Throughout the concert, I couldn’t help but think about whether or not Spiner actually wanted to be there. I wondered if he disliked always having to be Data in some form or another, or, alternately, still wished he was playing Data. The entire evening was defined by nostalgia, and that’s a very tricky emotion to get right. Done wrong, nostalgia feels desperate and even resentful of the present, like an old man complaining about Kids These Days. Good nostalgia, though, brings a bit of that past back into the present and makes it alive again. Spiner’s show, honestly, was a little bit of both (he did a bit about being less successful than Patrick Stewart) but it was thankfully more nostalgia of the enlivening variety than the resentful kind, if that makes any sense.
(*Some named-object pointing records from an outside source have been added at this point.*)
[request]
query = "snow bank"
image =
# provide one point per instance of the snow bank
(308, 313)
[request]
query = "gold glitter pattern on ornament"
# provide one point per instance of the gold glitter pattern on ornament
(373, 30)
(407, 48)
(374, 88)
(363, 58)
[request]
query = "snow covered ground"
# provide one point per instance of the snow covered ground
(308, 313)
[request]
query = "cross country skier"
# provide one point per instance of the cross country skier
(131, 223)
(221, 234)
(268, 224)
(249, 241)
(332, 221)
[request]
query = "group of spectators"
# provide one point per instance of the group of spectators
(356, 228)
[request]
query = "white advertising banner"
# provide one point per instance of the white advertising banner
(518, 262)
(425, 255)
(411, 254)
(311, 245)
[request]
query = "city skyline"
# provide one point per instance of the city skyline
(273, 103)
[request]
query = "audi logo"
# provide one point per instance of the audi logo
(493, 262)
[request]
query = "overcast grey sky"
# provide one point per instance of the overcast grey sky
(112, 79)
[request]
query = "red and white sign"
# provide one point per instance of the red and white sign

For a little while, I and a theater full of people felt a little bit of that TNG magic come back.

Again, I can’t overemphasize how amazingly uncool the event was. However, upon leaving the Roseland my girlfriend and I were both filled with strong, positive emotions. Various people around us bore all the outward marks of being really, really happy. Brent Spiner and his band had made a theater full of people feel pretty damn good, and, arguably, that’s the whole point of any kind of live show or concert. After a certain point, it doesn’t matter that you’re not cool.

Oh yeah, and Michael Dorn showed up. That was neat.